Move More, Live Better: Why 150 Minutes of Weekly Exercise Matters
PLUS: Announcing Our Weight Wise Membership!
May is National Physical Fitness and Sports Month, a time to celebrate the power of movement and reflect on how physical activity enhances our lives. You may be aware that I am a diabetes educator and lifestyle coach. One of the things I universally recommend to my patients is to get at least 150 minutes of moderate-intensity aerobic activity per week. But what does that really mean—and why is it so important?
The 150-Minute Goal: What It Looks Like
This is one of the most widely recommended and achievable goals for adults with regard to exercise. It is recommended by the American Diabetes Association, the American Heart Association, and so many others for maintaining health and reducing risk of chronic disease.
Spread out over the week, 150 minutes amounts to just 30 minutes a day, five days a week. This could include brisk walking, biking, dancing, swimming, or playing a sport—anything that gets your heart rate up and your body moving.
You can also break it down further: three 10-minute walks a day still count toward your goal. The key is consistency and intentional movement.

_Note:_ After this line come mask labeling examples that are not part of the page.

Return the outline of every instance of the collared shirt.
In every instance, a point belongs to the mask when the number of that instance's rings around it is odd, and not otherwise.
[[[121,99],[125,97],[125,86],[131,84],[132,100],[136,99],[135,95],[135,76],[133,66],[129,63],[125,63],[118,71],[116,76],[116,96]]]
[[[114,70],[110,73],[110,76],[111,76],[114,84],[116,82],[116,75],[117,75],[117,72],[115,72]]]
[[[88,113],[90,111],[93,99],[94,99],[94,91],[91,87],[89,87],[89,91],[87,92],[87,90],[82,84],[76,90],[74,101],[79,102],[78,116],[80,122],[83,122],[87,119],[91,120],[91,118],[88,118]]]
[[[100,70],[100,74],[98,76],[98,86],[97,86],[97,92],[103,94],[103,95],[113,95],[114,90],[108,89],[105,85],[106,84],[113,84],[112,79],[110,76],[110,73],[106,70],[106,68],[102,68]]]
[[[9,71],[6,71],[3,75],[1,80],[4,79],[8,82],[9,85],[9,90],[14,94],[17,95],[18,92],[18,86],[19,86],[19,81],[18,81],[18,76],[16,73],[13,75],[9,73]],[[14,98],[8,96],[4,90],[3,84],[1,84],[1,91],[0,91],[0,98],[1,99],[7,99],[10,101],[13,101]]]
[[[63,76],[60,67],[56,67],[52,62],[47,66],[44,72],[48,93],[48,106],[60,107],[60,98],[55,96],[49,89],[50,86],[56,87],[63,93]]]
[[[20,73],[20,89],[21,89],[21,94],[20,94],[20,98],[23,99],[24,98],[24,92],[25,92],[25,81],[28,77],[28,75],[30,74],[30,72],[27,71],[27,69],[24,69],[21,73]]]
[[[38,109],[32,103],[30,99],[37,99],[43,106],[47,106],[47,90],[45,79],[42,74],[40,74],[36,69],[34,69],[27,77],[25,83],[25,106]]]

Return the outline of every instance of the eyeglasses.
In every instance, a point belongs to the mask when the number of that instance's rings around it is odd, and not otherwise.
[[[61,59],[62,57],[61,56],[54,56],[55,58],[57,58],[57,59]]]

How High Should My Heart Rate Be?
I like to use the “Talk-Sing Method” to gauge moderate intensity exercise because moderate intensity looks different for us at different ages and stages. What’s the “Talk-Sing Method”? If you are exercising hard enough that you can still talk but cannot sing a song, you are at a moderate intensity. If you can’t talk or sing, you may want to back of a little and let your heart rate come back down. If you can still sing Twinkle, Twinkle Little Star, then pick up the intensity!
Why It Matters: The Benefits of Regular Exercise
Regular physical activity is one of the most effective ways to:
- Boost cardiovascular health: Exercise strengthens the heart, lowers blood pressure, and improves circulation.
- Improve mental health: Physical activity reduces symptoms of anxiety and depression, boosts mood, and enhances cognitive function.
- Manage weight: Combined with healthy eating, exercise helps maintain a healthy weight and reduces the risk of obesity.
- Strengthen muscles and bones: Activities like walking, resistance training, or yoga improve strength, flexibility, and bone density, helping prevent falls and injuries while reducing risk of osteoporosis.
- Prevent chronic disease: Exercise reduces the risk of conditions such as heart disease, type 2 diabetes, stroke, and certain cancers.
- Enhance longevity: Active individuals often enjoy longer, healthier lives.